How should I handle my NISA account if I leave Japan in the future?

Wanda Arellano
Wanda Arellano

好的,关于离开日本时如何处理NISA账户的问题,我来根据我的理解和经验给你梳理一下。这确实是很多朋友关心的话题。


What Happens to My NISA Account When I Leave Japan?

Hey there! Don't worry, this is a common question. Simply put, NISA is a benefit for "residents" in Japan, and once your status changes, your account needs to change too. Below, I'll break down the specific steps.

The Core Principle: NISA Eligibility is Tied to Residency

First, remember the core principle: NISA accounts are designed for Japanese tax residents (居住者). If you decide to permanently leave Japan and are no longer a resident here, then in principle, you cannot continue to hold and use your NISA account.

Before you leave Japan, you must proactively contact your brokerage or bank (e.g., Rakuten Securities, SBI Securities, etc.) where you opened the account, and inform them that you will become a "non-resident" (非居住者になる). Do not think of leaving without informing them, otherwise, you may face tax issues later, or even have your account forcibly closed.

After notifying your financial institution, you typically have the following options:


Option 1: Sell All Assets and Cash Out (Simplest & Most Direct)

This is the most hassle-free method.

  • Action: While you are still a Japanese resident, sell all stocks, funds, and other financial products held in your NISA account.
  • Pros: Since the sale occurs within the NISA tax-exempt framework, any profits you make are 100% tax-free. You receive the money, the account is closed, and there are no further tax concerns.
  • Cons: If you are very bullish on your current assets and believe they will significantly increase in value, this method might cause you to miss out on future gains.

Option 2: Transfer to a Regular Taxable Account (Tokutei Koza / Ippan Koza)

If you don't want to sell and wish to continue holding these assets, you can "move" them from your NISA account to a regular taxable account.

  • Action: Apply to your financial institution to transfer assets from your NISA account to your "Tokutei Koza" (特定口座 - Specific Account) or "Ippan Koza" (一般口座 - General Account).
  • Key Point: When assets are transferred, their "cost basis" will be recalculated based on the market price on the day of transfer.
    • For example: You originally bought a fund for JPY 100,000. On the day you decide to leave Japan and process the transfer, it has risen to JPY 150,000.
    • The JPY 50,000 profit generated during this period is tax-exempt because it was within NISA.
    • After the assets are transferred to the new account, their cost basis will be recorded as JPY 150,000. If you later sell it when it reaches JPY 200,000, the taxable portion of the gain will be JPY 200,000 - JPY 150,000 = JPY 50,000.
  • Note: After becoming a non-resident, if assets in this regular account generate dividends or capital gains from sales, you will need to pay tax according to Japan's tax rate for non-residents (typically 20.315%), or as per the tax treaty between Japan and your new country of residence.

Option 3: Apply for Account Freeze to Retain Eligibility (If You Plan to Return Within 5 Years)

This option is suitable for friends who are temporarily assigned abroad, studying, and plan to return to Japan within 5 years.

  • Action: Before you leave Japan, submit an application called "Keizoku Tekiyo Todokedesho" (継続適用届出書) to your financial institution.
  • Effect: After submitting the application, your NISA account will be "frozen" and retained for a maximum of 5 years.
  • Restrictions: During the "frozen" period, you cannot invest new funds into this NISA account to purchase any products.
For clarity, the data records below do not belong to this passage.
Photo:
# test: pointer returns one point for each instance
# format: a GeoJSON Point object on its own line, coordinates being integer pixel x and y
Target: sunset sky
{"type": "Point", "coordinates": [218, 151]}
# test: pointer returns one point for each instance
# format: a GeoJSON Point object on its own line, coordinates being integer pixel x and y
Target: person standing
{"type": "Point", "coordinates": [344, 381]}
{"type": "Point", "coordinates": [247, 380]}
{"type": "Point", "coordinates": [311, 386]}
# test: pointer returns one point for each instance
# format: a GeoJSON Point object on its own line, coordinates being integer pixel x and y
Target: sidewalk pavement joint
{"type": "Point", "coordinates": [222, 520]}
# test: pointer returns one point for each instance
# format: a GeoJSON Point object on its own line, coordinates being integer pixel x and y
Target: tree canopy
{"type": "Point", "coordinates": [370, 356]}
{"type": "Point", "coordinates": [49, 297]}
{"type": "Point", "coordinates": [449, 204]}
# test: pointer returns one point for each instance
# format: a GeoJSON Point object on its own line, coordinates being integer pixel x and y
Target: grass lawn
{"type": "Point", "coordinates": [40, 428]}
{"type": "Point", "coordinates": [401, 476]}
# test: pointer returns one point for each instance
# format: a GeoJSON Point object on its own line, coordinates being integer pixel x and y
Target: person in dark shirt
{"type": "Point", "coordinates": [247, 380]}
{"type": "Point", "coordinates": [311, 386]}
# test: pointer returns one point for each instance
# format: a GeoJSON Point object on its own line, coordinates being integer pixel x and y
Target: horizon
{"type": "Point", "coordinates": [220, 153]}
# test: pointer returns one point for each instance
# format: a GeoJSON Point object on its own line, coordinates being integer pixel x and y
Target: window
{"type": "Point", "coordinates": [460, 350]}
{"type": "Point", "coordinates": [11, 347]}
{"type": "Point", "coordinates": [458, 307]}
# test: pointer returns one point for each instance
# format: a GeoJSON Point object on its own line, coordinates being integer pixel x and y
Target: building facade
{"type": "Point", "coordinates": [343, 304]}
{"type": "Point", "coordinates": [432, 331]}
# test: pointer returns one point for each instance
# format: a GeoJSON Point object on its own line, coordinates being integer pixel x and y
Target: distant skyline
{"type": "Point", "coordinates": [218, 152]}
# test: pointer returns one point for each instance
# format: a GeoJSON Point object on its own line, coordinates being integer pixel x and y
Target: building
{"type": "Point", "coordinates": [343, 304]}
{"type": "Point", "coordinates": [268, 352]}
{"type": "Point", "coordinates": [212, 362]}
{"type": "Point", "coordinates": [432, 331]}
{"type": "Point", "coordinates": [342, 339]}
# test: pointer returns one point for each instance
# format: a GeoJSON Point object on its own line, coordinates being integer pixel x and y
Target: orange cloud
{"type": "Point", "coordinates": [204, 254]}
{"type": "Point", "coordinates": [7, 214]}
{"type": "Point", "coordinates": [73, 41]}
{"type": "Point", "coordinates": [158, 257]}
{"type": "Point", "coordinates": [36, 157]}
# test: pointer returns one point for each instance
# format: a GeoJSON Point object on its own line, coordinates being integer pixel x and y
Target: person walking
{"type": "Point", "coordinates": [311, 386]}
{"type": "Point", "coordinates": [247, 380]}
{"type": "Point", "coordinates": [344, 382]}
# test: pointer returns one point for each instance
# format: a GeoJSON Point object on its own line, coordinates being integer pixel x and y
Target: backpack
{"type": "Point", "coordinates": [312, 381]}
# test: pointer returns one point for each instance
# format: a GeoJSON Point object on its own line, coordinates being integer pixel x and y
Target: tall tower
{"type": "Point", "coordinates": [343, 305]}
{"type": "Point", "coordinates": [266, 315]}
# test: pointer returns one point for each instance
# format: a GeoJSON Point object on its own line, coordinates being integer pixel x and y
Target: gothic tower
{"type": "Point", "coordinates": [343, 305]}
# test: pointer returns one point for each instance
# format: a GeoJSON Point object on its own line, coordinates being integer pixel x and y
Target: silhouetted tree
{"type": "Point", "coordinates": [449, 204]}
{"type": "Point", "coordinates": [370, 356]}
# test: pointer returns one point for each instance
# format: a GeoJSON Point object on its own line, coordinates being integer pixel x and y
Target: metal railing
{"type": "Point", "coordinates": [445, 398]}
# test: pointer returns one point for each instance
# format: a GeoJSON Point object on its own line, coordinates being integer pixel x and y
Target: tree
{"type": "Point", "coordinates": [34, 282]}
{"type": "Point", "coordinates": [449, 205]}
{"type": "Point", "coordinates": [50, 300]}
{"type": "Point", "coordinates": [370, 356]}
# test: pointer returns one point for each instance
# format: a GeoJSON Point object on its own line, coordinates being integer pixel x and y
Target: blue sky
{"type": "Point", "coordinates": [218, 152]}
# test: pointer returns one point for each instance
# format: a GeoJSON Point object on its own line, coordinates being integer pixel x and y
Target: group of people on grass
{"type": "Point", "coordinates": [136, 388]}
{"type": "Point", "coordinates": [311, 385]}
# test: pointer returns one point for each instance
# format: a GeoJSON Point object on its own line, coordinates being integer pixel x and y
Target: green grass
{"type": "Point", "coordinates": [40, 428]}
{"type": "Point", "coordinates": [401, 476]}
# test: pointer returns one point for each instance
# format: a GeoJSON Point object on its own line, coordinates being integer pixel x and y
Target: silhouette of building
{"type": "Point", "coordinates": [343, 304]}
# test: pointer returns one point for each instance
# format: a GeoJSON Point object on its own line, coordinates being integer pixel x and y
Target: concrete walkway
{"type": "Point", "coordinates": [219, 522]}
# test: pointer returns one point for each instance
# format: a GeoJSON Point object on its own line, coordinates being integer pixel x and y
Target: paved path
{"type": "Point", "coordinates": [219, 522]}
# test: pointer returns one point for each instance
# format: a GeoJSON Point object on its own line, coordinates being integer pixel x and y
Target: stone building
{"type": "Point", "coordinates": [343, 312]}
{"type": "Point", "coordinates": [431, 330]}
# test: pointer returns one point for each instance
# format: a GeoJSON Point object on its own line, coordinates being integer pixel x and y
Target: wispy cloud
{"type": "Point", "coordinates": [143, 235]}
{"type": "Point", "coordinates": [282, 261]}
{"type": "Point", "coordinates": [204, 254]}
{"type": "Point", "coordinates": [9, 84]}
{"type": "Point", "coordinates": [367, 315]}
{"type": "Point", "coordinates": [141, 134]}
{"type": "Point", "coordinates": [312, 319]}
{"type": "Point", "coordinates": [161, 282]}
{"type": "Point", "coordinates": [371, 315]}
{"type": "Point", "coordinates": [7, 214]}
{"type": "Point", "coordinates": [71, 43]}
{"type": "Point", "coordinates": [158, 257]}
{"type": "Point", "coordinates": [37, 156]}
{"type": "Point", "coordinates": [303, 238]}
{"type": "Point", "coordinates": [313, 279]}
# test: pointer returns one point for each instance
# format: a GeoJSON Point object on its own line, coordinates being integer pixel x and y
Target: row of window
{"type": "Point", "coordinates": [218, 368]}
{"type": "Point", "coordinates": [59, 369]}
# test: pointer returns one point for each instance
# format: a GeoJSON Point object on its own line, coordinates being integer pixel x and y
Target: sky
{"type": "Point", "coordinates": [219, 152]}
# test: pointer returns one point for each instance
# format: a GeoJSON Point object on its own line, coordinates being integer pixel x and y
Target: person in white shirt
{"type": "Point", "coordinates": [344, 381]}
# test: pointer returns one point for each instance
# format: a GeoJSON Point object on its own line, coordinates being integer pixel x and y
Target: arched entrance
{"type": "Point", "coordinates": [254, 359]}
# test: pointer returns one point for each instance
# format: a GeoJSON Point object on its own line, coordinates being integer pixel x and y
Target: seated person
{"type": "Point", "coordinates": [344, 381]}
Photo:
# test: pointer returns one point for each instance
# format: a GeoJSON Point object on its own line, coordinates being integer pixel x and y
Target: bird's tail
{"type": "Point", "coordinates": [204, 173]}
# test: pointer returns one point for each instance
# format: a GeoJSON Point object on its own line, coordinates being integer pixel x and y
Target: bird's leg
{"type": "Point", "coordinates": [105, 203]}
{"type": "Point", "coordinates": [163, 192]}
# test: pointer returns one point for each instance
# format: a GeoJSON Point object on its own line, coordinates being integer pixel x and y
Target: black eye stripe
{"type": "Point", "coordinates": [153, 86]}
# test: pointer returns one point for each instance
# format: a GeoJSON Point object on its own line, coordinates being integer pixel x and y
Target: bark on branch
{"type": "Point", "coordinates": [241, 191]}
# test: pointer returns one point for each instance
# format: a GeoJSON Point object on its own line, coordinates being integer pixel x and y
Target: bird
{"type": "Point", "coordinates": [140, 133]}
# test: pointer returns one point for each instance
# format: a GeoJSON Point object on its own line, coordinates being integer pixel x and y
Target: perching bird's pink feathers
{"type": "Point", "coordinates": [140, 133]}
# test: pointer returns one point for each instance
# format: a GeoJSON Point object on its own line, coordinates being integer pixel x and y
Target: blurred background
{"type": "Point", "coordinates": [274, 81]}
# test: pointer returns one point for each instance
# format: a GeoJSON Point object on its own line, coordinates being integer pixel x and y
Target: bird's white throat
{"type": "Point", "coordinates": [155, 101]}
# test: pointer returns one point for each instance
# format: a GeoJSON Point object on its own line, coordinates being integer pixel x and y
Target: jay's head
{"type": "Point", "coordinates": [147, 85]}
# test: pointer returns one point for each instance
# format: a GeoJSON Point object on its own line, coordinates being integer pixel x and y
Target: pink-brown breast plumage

However, existing assets in the account can continue to be held, and any profits and dividends generated during this period will still enjoy tax-exempt status.
  • Resumption: When you return to Japan and become a resident again, submit a "Kikoku Todokedesho" (帰国届出書) to your financial institution to "unfreeze" your account and resume normal use.

Summary and Recommendations

To help you understand, I've created a simple table:

Your SituationRecommended ActionProsCons
Permanently leaving Japan, not returning1. Sell all assetsSimple operation, clear tax implications, no future worriesMay miss out on future asset appreciation
2. Transfer to taxable accountCan continue to hold assets you are bullish onFuture tax handling is relatively complex
Temporarily leaving, planning to return to Japan within 5 years3. Apply for "Continued Application"Retain NISA eligibility, tax-exempt period is not interruptedCannot make new investments while away

Final Tip:

The specific procedures and required documents may vary slightly among financial institutions. Before making your final decision, the safest approach is to directly call or consult online with the customer service of the company where you opened your account. Explain your specific situation (when you're leaving, whether you plan to return, etc.), and they will provide the most accurate and authoritative guidance.